Palamida became an early member of the OSA from its inception because of the OSA's mission -- to accelerate the adoption of open source into the enterprise, said Theresa Bui Friday, vice president and cofounder of Palamida.
She added that it's fair to say that enterprise customers are using more open source software than they realize. Palamida's mission is to take away security and vulnerability hurdles considered by companies using open source software.
"Enterprises need to stop thinking about open source as different from proprietary solutions," she emphasized.
For instance, about 70 percent of open source software is licensed under the Free Software Foundation's General Public License (GPL), Bui Friday said. ISVs could move the licensing to using GPL version 3, and that might be something that companies would want to track. Palamida's solution lets companies set the policies for such changes, using white lists for acceptable usage and black lists for products and aspects they don't want.

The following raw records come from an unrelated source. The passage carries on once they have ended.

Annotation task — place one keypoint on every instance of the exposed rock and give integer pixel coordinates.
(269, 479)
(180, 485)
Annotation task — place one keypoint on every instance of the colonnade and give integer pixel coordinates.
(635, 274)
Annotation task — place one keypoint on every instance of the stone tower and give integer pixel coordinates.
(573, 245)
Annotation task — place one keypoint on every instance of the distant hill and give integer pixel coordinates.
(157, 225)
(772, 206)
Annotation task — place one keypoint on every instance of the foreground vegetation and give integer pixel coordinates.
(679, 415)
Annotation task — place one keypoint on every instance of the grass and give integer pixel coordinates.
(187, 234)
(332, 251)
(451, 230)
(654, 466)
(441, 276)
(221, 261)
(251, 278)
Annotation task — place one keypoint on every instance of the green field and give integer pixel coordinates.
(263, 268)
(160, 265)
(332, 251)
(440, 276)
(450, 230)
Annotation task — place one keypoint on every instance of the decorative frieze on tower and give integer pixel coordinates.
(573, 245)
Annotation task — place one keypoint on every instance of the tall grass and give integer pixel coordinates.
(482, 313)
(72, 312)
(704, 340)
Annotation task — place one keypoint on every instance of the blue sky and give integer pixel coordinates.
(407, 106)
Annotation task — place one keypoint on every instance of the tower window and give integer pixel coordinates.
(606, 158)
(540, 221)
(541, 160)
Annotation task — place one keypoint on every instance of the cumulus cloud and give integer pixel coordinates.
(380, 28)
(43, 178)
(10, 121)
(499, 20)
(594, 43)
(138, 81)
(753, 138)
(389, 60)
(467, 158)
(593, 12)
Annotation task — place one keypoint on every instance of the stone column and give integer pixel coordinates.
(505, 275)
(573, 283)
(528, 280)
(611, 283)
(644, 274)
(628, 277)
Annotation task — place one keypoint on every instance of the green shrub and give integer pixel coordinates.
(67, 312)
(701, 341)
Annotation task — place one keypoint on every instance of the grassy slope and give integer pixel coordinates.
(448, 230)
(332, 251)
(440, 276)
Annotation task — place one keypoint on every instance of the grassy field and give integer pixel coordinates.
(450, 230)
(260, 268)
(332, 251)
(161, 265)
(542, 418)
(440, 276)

"Our customers will have made up their minds about whether GPLv3 is right for them," she said. Our job at Palamida is to track the change."

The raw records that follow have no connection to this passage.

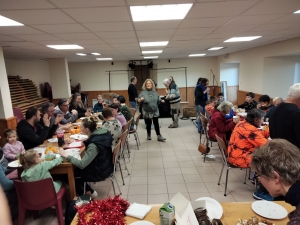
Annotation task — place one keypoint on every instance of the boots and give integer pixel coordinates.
(160, 138)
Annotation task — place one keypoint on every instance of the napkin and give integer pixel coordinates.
(138, 210)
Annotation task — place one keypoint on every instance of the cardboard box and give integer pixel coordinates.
(184, 210)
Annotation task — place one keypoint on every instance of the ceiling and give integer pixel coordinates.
(106, 27)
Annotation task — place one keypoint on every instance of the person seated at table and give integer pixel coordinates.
(245, 137)
(249, 104)
(264, 103)
(13, 147)
(31, 133)
(78, 105)
(218, 123)
(98, 106)
(115, 109)
(112, 125)
(277, 164)
(96, 164)
(36, 169)
(48, 109)
(63, 109)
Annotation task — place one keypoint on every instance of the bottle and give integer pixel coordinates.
(60, 137)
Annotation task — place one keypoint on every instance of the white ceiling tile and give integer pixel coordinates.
(61, 28)
(105, 14)
(85, 4)
(220, 9)
(273, 7)
(250, 20)
(155, 33)
(157, 25)
(77, 36)
(122, 34)
(205, 22)
(44, 16)
(112, 26)
(192, 31)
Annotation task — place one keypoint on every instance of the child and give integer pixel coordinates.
(13, 146)
(211, 105)
(36, 169)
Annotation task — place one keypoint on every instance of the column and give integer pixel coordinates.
(59, 78)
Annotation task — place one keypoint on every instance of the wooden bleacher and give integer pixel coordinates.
(24, 93)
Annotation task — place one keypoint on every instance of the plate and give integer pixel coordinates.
(214, 209)
(52, 140)
(269, 209)
(15, 163)
(143, 222)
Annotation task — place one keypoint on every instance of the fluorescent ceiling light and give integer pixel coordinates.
(8, 22)
(238, 39)
(150, 57)
(215, 48)
(153, 44)
(150, 52)
(104, 59)
(195, 55)
(160, 12)
(60, 47)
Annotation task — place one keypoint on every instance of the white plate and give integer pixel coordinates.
(52, 140)
(143, 222)
(269, 209)
(213, 207)
(15, 163)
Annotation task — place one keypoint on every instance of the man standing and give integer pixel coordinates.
(173, 96)
(63, 109)
(285, 118)
(132, 92)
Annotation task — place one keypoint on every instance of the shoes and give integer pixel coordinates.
(160, 138)
(263, 196)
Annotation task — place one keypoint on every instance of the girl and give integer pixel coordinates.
(13, 146)
(35, 169)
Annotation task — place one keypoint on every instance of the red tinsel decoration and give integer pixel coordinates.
(109, 211)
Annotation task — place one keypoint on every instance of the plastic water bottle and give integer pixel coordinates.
(60, 137)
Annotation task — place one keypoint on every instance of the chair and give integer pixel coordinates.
(224, 154)
(123, 142)
(39, 195)
(116, 159)
(134, 132)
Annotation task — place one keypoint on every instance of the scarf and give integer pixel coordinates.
(293, 195)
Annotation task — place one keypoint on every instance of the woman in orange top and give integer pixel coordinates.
(246, 137)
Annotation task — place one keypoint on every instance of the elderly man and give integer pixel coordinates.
(63, 109)
(285, 118)
(173, 96)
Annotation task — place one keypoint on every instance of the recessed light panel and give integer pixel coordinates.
(62, 47)
(8, 22)
(239, 39)
(153, 44)
(160, 12)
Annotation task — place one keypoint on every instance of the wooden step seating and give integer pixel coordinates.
(24, 93)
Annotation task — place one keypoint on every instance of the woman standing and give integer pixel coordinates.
(77, 104)
(150, 100)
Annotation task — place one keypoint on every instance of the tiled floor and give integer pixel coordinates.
(158, 170)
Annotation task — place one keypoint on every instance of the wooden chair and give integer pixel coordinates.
(134, 132)
(224, 154)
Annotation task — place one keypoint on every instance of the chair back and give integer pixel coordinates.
(37, 194)
(223, 149)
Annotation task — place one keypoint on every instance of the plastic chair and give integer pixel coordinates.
(39, 195)
(134, 132)
(224, 154)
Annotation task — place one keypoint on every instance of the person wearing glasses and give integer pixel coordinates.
(63, 109)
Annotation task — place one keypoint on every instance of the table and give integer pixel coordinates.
(232, 211)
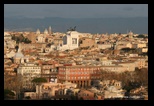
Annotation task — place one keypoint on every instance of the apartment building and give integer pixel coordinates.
(81, 75)
(29, 71)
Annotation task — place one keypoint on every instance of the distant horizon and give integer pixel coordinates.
(137, 25)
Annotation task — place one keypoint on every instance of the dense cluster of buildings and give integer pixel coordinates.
(71, 61)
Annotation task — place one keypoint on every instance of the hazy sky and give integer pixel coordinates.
(75, 10)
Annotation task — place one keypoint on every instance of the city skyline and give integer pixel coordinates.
(75, 10)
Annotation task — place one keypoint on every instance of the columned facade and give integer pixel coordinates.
(81, 75)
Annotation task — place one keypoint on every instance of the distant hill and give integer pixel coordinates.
(87, 25)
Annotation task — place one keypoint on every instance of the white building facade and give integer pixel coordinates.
(70, 41)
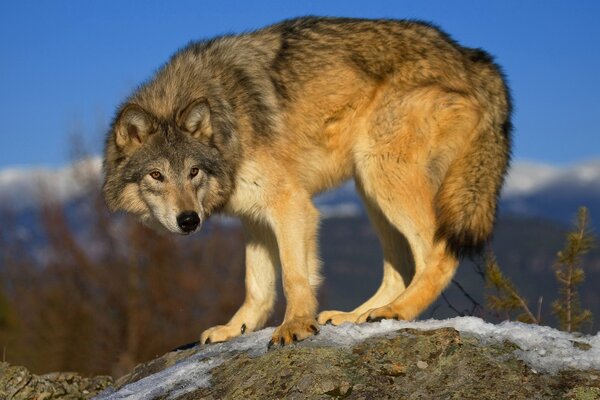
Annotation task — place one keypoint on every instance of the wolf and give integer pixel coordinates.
(254, 125)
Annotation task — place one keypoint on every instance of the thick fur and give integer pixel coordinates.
(272, 117)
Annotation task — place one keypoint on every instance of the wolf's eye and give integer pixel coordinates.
(156, 175)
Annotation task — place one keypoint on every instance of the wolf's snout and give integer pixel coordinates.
(188, 221)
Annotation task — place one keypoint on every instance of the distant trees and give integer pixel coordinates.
(98, 294)
(569, 275)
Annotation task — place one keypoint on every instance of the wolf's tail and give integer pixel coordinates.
(467, 198)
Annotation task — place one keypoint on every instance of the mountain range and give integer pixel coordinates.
(531, 189)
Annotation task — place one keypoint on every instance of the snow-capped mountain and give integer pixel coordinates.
(533, 189)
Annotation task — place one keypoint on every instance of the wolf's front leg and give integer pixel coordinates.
(295, 221)
(261, 259)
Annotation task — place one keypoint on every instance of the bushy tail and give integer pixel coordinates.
(467, 199)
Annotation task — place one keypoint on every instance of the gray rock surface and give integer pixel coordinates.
(407, 364)
(17, 383)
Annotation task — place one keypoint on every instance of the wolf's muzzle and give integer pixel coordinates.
(188, 221)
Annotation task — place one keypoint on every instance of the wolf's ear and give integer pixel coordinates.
(195, 119)
(132, 128)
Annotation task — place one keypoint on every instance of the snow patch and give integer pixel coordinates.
(543, 348)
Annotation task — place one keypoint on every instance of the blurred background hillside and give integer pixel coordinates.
(96, 293)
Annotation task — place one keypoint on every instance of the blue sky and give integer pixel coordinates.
(66, 65)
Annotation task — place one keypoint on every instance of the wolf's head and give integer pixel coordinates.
(171, 172)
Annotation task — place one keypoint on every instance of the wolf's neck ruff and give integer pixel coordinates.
(255, 124)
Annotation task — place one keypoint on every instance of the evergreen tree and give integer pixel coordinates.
(569, 275)
(507, 297)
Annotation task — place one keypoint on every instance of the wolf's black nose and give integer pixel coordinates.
(188, 221)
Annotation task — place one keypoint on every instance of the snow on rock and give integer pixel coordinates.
(543, 348)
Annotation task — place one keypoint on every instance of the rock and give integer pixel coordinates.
(436, 364)
(17, 383)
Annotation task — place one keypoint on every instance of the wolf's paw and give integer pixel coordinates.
(335, 317)
(377, 314)
(294, 330)
(222, 333)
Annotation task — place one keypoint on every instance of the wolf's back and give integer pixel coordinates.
(466, 202)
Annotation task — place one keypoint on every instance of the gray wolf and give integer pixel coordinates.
(254, 125)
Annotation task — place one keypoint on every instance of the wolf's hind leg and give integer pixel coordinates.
(261, 261)
(398, 267)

For ISVs, Palamida's products help track changes that occur when solutions are combined after mergers and acquisitions. The company's IP Amplifier solution taps into a compliance library that includes more than 140,000 open source solution projects. The library includes code snippets, Java namespaces, IDs for binary files and various programming language signatures.
In addition, Palamida's Vulnerability Reporting Solution flags known security issues in open source software. It uses information from the National Vulnerability Database, which is sponsored by the U.S. Department of Homeland Security and run by the National Institute of Standards and Technology.
Palamida was formed about four years ago. Its founders -- including Theresa Bui Friday, Jeff Luscz and Ray Waldin -- had worked together at an earlier software development company and had experienced just how difficult it was to manually track open source code. A deal with IBM had faltered because of it, and that experience led to the formation of Palamida, Bui Friday said.
Palamida's solutions can change such difficulties for ISVs, Bui Friday emphasized.
"No one has ever used a Palamida solution that has not found five times more open source code than they anticipated," she said.
Kurt Mackie is online news editor, Enterprise Group, at 1105 Media Inc.